Processo
ApCiv - APELAÇÃO CÍVEL - 1991759 / SP
0023795-98.2014.4.03.9999
Relator(a)
DESEMBARGADOR FEDERAL CARLOS DELGADO
Órgão Julgador
SÉTIMA TURMA
Data do Julgamento
29/07/2019
Data da Publicação/Fonte
e-DJF3 Judicial 1 DATA:08/08/2019
Ementa
PROCESSUAL CIVIL. PREVIDENCIÁRIO. REVISÃO. APOSENTADORIA POR TEMPO DE
CONTRIBUIÇÃO. DESERÇÃO. CERCEAMENTO DE DEFESA. PRELIMINARES
REJEITADAS. ATIVIDADE RURAL. INÍCIO DE PROVA MATERIAL. PROVA TESTEMUNHAL.
RECONHECIMENTO. ATIVIDADE ESPECIAL. OPERADOR DE MÁQUINA AGRÍCOLA.
ENQUADRAMENTO. RECONHECIMENTO PARCIAL. CONJUNTO PROBATÓRIO
SUFICIENTE. REVISÃO DEVIDA. CORREÇÃO MONETÁRIA. JUROS DE MORA.
SUCUMBÊNCIA RECÍPROCA. REMESSA NECESSÁRIA DESPROVIDA. APELAÇÃO DA
PARTE AUTORA PARCIALMENTE PROVIDA.
1 - No caso, a r. sentença condenou o INSS a reconhecer e averbar, em favor da parte autora,
tempo de serviço rural. Assim, trata-se de sentença ilíquida e sujeita ao reexame necessário,
nos termos do inciso I, do artigo 475 do CPC/75 e da Súmula 490 do STJ.
2 - Afastada a alegação de deserção, suscitada pelo INSS em contrarrazões, na medida em
que a parte autora efetuou o recolhimento do preparo, relativo ao recurso por ela interposto,
dentro do prazo estipulado no despacho constante à fl. 192.
3 - Rejeitada a preliminar de cerceamento de defesa por ausência de produção de prova a qual
o autor considerava necessária, eis que a prova documental juntada aos autos mostra-se
adequada e suficiente para o julgamento da causa, sendo, portanto, desnecessária a realização
da perícia requerida.
4 - Pretende a parte autora a revisão do benefício de aposentadoria por tempo de contribuição,
mediante o reconhecimento de labor rural no período de 11/12/1975 a 09/09/1977. Além disso,
Jurisprudência/TRF3 - Acórdãos
pretende ver reconhecida a especialidade do trabalho desempenhado nos períodos de
02/12/1987 a 16/11/1989, 01/05/1991 a 31/01/1992 e 01/02/1992 a 26/05/2009.
5 - O art. 55, §3º, da Lei de Benefícios estabelece que a comprovação do tempo de serviço
somente produzirá efeito quando baseada em início de prova material, não sendo admitida
prova exclusivamente testemunhal. Súmula nº 149, do C. Superior Tribunal de Justiça.

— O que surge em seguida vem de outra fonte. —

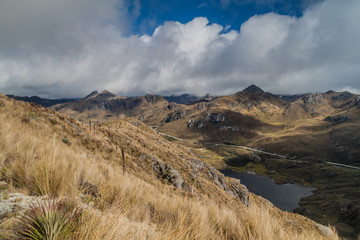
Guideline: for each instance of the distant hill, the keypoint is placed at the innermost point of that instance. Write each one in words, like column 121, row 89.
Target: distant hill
column 160, row 190
column 313, row 124
column 42, row 101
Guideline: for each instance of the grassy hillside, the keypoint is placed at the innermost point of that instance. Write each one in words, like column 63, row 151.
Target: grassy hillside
column 43, row 152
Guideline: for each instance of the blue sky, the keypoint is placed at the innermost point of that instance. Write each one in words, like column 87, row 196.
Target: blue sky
column 152, row 13
column 70, row 48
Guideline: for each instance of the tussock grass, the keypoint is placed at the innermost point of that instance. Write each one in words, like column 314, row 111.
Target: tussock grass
column 136, row 205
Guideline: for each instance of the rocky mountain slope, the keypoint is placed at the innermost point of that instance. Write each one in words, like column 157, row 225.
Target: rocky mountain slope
column 320, row 125
column 160, row 191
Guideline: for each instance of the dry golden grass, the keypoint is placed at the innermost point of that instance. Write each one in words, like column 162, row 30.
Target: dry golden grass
column 36, row 160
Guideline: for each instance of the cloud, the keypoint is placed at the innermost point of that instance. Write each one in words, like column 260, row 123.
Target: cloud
column 68, row 49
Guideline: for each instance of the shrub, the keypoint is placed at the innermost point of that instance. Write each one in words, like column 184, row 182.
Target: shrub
column 49, row 220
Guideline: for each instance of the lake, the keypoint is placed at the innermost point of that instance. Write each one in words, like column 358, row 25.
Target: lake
column 284, row 196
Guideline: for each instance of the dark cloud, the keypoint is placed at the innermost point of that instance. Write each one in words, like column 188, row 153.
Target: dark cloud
column 70, row 49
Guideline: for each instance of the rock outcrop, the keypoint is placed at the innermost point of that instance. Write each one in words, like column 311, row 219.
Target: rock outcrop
column 337, row 119
column 215, row 118
column 167, row 172
column 231, row 186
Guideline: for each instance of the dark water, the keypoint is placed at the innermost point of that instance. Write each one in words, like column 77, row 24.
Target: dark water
column 284, row 196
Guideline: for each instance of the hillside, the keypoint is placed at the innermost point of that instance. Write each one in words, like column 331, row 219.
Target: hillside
column 320, row 125
column 165, row 192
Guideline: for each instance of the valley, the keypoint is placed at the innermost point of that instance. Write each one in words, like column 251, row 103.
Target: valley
column 312, row 139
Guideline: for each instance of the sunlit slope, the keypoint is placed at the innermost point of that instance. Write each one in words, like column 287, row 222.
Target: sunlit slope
column 44, row 152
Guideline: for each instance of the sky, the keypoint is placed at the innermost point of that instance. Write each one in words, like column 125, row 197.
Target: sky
column 66, row 49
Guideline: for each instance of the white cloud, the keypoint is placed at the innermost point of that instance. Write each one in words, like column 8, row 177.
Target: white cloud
column 69, row 48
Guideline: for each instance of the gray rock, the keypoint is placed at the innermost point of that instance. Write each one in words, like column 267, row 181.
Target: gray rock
column 167, row 172
column 315, row 99
column 357, row 102
column 241, row 191
column 215, row 118
column 191, row 123
column 234, row 188
column 174, row 116
column 342, row 96
column 324, row 230
column 337, row 119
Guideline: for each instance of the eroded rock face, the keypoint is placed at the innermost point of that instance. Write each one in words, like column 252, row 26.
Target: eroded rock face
column 174, row 116
column 231, row 186
column 194, row 123
column 167, row 172
column 342, row 96
column 215, row 118
column 337, row 119
column 357, row 102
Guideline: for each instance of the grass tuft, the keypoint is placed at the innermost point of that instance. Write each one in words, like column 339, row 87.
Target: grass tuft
column 49, row 220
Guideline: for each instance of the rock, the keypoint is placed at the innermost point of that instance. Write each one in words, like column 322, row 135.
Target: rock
column 215, row 118
column 191, row 123
column 218, row 178
column 337, row 119
column 240, row 191
column 324, row 230
column 315, row 99
column 174, row 116
column 167, row 172
column 342, row 96
column 232, row 128
column 315, row 114
column 357, row 102
column 233, row 188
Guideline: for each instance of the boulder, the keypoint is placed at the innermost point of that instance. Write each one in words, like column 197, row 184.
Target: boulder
column 215, row 118
column 174, row 116
column 167, row 172
column 337, row 119
column 357, row 102
column 342, row 96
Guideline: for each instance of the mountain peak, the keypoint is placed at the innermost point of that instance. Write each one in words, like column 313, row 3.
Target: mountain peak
column 92, row 94
column 106, row 93
column 253, row 89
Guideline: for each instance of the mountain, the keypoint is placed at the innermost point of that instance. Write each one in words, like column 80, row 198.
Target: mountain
column 160, row 190
column 41, row 101
column 309, row 130
column 315, row 124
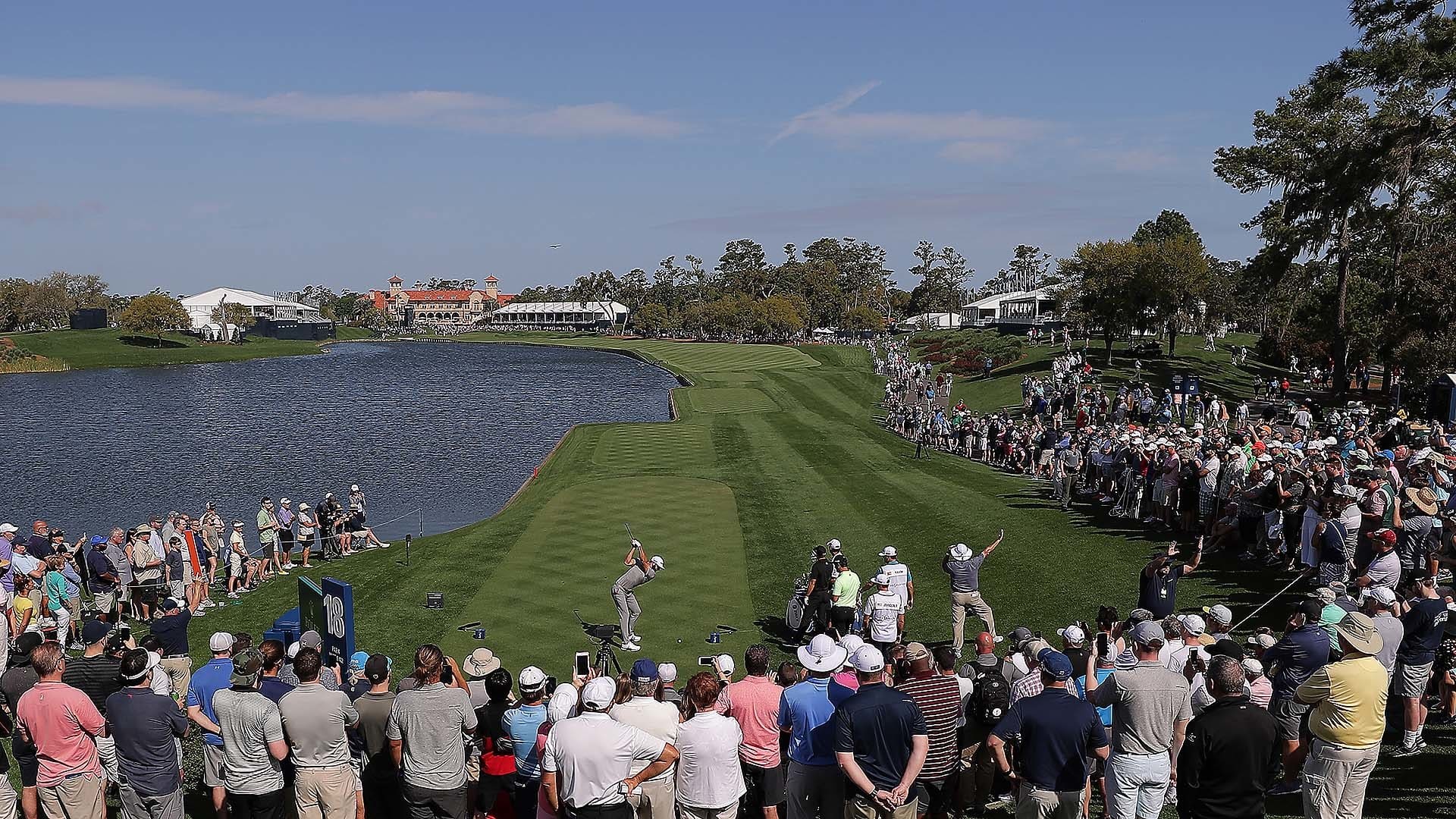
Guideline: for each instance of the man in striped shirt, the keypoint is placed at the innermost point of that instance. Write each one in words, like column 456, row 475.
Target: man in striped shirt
column 940, row 701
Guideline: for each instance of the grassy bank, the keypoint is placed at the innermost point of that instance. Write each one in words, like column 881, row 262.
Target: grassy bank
column 774, row 452
column 89, row 349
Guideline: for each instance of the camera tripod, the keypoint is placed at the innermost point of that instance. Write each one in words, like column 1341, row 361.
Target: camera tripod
column 604, row 656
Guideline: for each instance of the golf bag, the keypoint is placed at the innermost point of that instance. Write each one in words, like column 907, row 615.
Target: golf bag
column 794, row 611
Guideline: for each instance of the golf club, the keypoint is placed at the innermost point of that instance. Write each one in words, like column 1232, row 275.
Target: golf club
column 1269, row 601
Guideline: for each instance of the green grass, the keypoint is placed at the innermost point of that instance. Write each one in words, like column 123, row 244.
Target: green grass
column 1216, row 371
column 88, row 349
column 734, row 502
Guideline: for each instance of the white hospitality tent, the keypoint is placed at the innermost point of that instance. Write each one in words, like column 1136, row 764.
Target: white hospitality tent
column 539, row 314
column 932, row 321
column 200, row 306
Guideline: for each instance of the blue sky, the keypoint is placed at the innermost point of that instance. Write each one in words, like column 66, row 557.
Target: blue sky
column 270, row 146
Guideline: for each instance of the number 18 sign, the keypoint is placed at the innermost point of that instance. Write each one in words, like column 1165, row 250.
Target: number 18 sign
column 338, row 621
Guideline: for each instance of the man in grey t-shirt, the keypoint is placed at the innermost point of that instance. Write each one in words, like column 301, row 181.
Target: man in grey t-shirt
column 315, row 720
column 427, row 732
column 965, row 589
column 254, row 745
column 1150, row 713
column 639, row 572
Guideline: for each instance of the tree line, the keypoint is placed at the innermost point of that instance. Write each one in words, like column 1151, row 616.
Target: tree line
column 1357, row 164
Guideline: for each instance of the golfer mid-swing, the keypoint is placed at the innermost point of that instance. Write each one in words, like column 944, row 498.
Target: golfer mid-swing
column 628, row 611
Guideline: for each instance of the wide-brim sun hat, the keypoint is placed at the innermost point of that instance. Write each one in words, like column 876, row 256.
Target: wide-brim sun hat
column 481, row 662
column 821, row 654
column 1360, row 632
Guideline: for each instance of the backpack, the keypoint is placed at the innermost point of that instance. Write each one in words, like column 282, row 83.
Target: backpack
column 992, row 697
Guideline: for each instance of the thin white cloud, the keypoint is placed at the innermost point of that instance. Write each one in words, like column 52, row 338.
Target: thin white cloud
column 419, row 108
column 968, row 133
column 42, row 212
column 827, row 111
column 971, row 150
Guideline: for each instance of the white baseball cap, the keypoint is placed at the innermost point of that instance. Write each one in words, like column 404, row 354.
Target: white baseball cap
column 1194, row 624
column 868, row 659
column 1219, row 613
column 599, row 692
column 530, row 678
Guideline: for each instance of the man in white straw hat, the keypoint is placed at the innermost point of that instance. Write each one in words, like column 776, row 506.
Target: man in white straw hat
column 884, row 615
column 816, row 786
column 1347, row 719
column 965, row 569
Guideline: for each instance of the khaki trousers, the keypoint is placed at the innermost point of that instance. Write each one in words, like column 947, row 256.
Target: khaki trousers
column 1335, row 780
column 79, row 798
column 325, row 793
column 962, row 601
column 181, row 672
column 1037, row 803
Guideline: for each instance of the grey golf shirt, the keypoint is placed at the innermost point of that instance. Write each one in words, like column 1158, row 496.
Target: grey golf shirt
column 433, row 722
column 315, row 719
column 965, row 575
column 1147, row 701
column 634, row 577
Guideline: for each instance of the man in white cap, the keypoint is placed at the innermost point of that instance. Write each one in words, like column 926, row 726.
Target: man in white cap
column 1150, row 713
column 587, row 761
column 816, row 787
column 965, row 589
column 899, row 577
column 884, row 615
column 1220, row 618
column 216, row 675
column 660, row 720
column 880, row 742
column 639, row 570
column 357, row 497
column 1347, row 719
column 1378, row 604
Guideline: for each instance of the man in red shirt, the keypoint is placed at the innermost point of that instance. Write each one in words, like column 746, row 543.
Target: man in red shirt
column 940, row 701
column 753, row 701
column 63, row 723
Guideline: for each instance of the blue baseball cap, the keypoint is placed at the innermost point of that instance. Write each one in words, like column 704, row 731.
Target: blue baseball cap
column 644, row 670
column 1055, row 664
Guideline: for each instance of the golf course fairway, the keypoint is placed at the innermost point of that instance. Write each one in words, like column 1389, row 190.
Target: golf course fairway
column 775, row 449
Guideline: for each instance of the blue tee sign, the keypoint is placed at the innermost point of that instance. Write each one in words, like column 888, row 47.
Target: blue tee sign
column 338, row 621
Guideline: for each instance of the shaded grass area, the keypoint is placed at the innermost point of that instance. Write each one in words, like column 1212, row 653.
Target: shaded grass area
column 734, row 506
column 86, row 349
column 1215, row 369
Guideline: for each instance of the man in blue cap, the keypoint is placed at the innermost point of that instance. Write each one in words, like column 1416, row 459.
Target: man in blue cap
column 1057, row 735
column 657, row 796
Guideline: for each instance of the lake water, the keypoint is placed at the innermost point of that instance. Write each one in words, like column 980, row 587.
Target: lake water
column 453, row 428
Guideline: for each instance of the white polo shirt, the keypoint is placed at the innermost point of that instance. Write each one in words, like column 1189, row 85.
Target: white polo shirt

6 - A exigência de documentos comprobatórios do labor rural para todos os anos do período
que se pretende reconhecer é descabida. Sendo assim, a prova documental deve ser
corroborada por prova testemunhal idônea, com potencial para estender a aplicabilidade
daquela. Precedentes da 7ª Turma desta Corte e do C. Superior Tribunal de Justiça. Tais
documentos devem ser contemporâneos ao período que se quer ver comprovado, no sentido de
que tenham sido produzidos de forma espontânea, no passado.
7 - O C. Superior Tribunal de Justiça, por ocasião do julgamento do RESP nº 1.348.633/SP,
adotando a sistemática do artigo 543-C do Código de Processo Civil, assentou o entendimento
de que é possível o reconhecimento de tempo de serviço rural exercido em momento anterior
àquele retratado no documento mais antigo juntado aos autos como início de prova material,
desde que tal período esteja evidenciado por prova testemunhal idônea.
8 - Quanto ao reconhecimento da atividade rural exercida em regime de economia familiar, o
segurado especial é conceituado na Lei nº 8.213/91 em seu artigo 11, inciso VII.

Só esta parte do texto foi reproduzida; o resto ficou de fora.